About the disk storage.
You may want to consider using a separate file for storing the info which words were already played.
That way you do not need to modify the original data file (or update packs).
If you do a new release, and the data file comes with more entries (added to the same main data file), you can replace the old data file, and still have the "played" info in the separate file.
It also would be in line with the recommendations of most OS. At least OS like Win,Linux,Mac that are multi-user.
If you distribute the app, it is possible that it is played by more than one person (OS User account) on one PC. So the "played" file could be saved in the users home directory.
Also consider that if the app is installed normally (c\program files\ or /usr/local/bin|share) then the folder with the "words" file may not be write-able to the user. So it can not be updated. (Of course, you can install somewhere else...)
Next question is, if you want the files to be human readable. But probably that is a good idea.
Then keep it simple. Any line based file format will be fine.
For the static ("words" / "categories") files, ini files are ok, since there is existing code to read/write them.
For the "already played" I would suggest to just dump the words, one per line into a text file (TStringList can do that).
Note that if you keep the order in which they were played, then you can limit how many words you save.
You could limit to store the last 1000 played words. After that they can be played again. (If you want).
When you load the data, you may have to re-arrange it.
Note that if you sort "played" you may need to make a copy, so you can also keep the original order for limiting the total amount remembered.

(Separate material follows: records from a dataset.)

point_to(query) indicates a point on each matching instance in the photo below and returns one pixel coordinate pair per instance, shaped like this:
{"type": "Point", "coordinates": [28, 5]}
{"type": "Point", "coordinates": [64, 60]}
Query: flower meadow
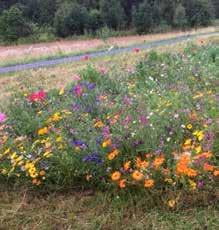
{"type": "Point", "coordinates": [152, 128]}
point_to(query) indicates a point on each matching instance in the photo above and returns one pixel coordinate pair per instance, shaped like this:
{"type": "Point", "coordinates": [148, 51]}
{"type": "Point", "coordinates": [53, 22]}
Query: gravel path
{"type": "Point", "coordinates": [57, 61]}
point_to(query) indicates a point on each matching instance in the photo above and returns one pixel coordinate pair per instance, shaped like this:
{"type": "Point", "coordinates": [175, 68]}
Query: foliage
{"type": "Point", "coordinates": [70, 19]}
{"type": "Point", "coordinates": [76, 17]}
{"type": "Point", "coordinates": [13, 24]}
{"type": "Point", "coordinates": [152, 128]}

Once the "words" are loaded and the "played" are loaded, you need to combine the info, so you can mark/remove already played items.
With big amount of words (and lots already played that becomes crucial).

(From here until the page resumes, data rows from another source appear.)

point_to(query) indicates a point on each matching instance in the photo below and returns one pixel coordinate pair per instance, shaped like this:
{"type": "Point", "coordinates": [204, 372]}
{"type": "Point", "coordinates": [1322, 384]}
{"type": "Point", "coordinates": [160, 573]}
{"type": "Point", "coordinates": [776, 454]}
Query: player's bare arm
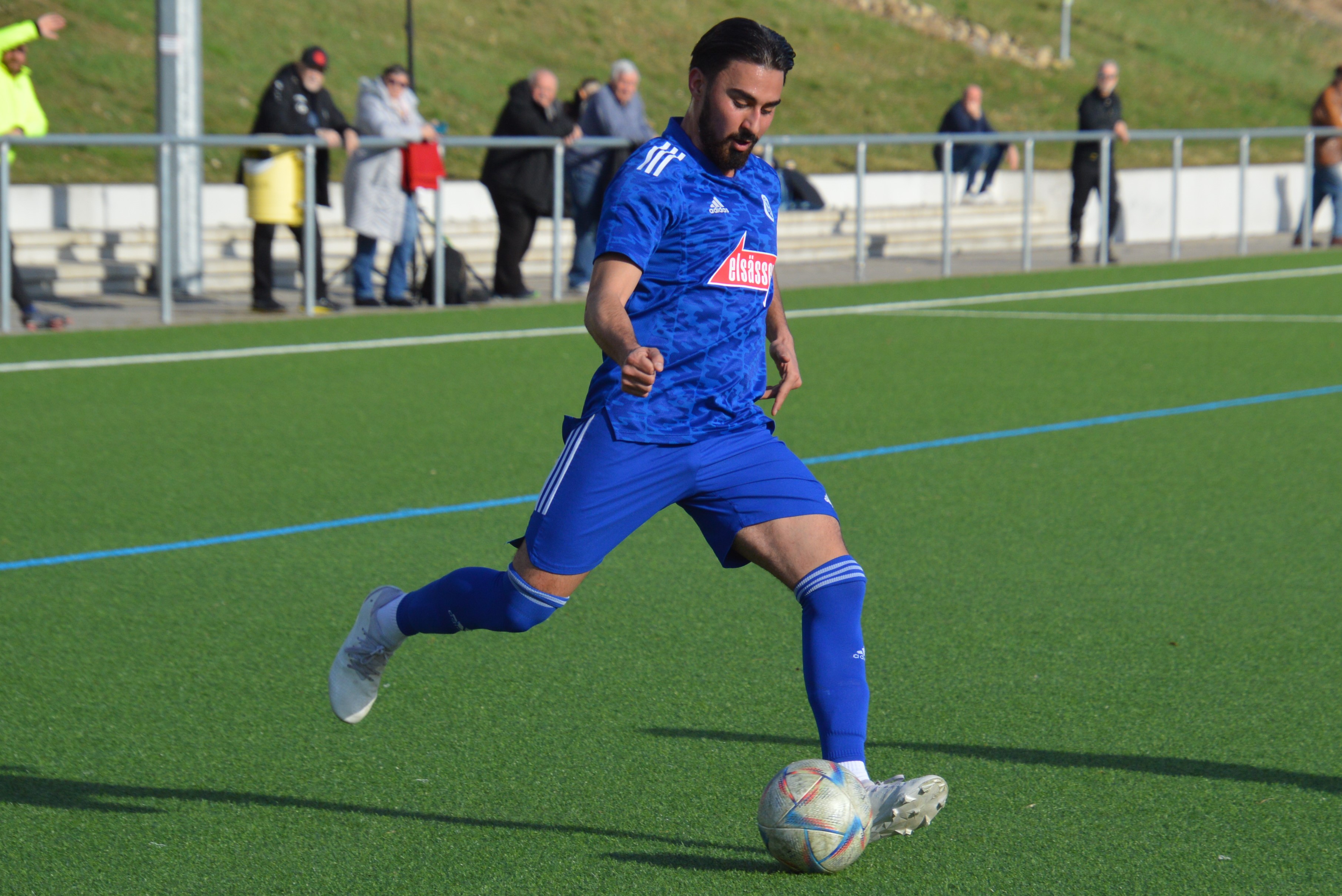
{"type": "Point", "coordinates": [783, 352]}
{"type": "Point", "coordinates": [614, 279]}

Say you have 1000 words, 500 played.
If you did
for i := 0 to words.count -1 do
for j := 0 to played.count - 1 do
if words[i].text = played[i].text
That makes 500 thousand runs of the loops.
Make it 2000 words, and 1000 played => 2 million runs.
If you did
played.sort;
for i := 0 to words.count -1 do
if played.BinarySearch(words[i].text)
BinarySearch is BigO(log n). So 500 words means a loop of 9 iterations. For 1000 words = 9000 iterations total.
For 1000 of 2000 = 20000 iterations total.
And if you sort both list
played.sort; words.sort;
p := 0;
for i := 0 to words.count - 1 do begin
while (p<=played.count-1) and (played[p].text < words[i].text) do inc(p);
if words[i].text = played[p].text then MarkPlayed;
end;
You only need words.count (or played.count / whichever is bigger) iterations
As for the Data format in memory. Create a record (or class) and specialize a list for it.